5. TorchAO backend (weight-only PTQ)#

5.1. Overview#

  • Weight-only PTQ for INT8 and FP8 (E4M3FN/E5M2) weights.

  • Activation settings are ignored.

  • Layer-wise control via module_name patterns.

5.2. Supported options#

  • mode: weight_only_ptq.

  • weights.dtype: int8, fp8_e4m3fn, fp8_e5m2.

  • default_layer_dtype: ignored by this backend; specify weights.dtype per layer.

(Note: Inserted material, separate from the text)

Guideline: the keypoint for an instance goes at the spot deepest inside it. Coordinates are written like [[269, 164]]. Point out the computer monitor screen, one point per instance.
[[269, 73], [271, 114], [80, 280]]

  • skip_names: remove modules from quantization.

5.3. How it works#

Internally, TAO builds a per-module mapping from your patterns to TorchAO configs and calls torchao.quantization.quantize_ on a deep copy of the model.

5.4. Example configs#

INT8 all Linear layers.

quantize:
  backend: "torchao"
  mode: "weight_only_ptq"
  default_layer_dtype: "int8"
  default_activation_dtype: "native"
  layers:
    - module_name: "Linear"
      weights: { dtype: "int8" }

FP8 E4M3FN on all Linear layers, skip classifier head.

quantize:
  backend: "torchao"
  mode: "weight_only_ptq"
  default_layer_dtype: "fp8_e4m3fn"
  default_activation_dtype: "native"
  layers:
    - module_name: "Linear"
      weights: { dtype: "fp8_e4m3fn" }
  skip_names: ["classifier.fc"]

5.5. Outputs#

  • Saved artifact in results_dir named quantized_model_torchao.pth (state_dict).

5.6. Limitations#

  • Weight-only: activations are not quantized.

  • No calibration loop.

  • Speedups depend on runtime kernel support and are model-dependent.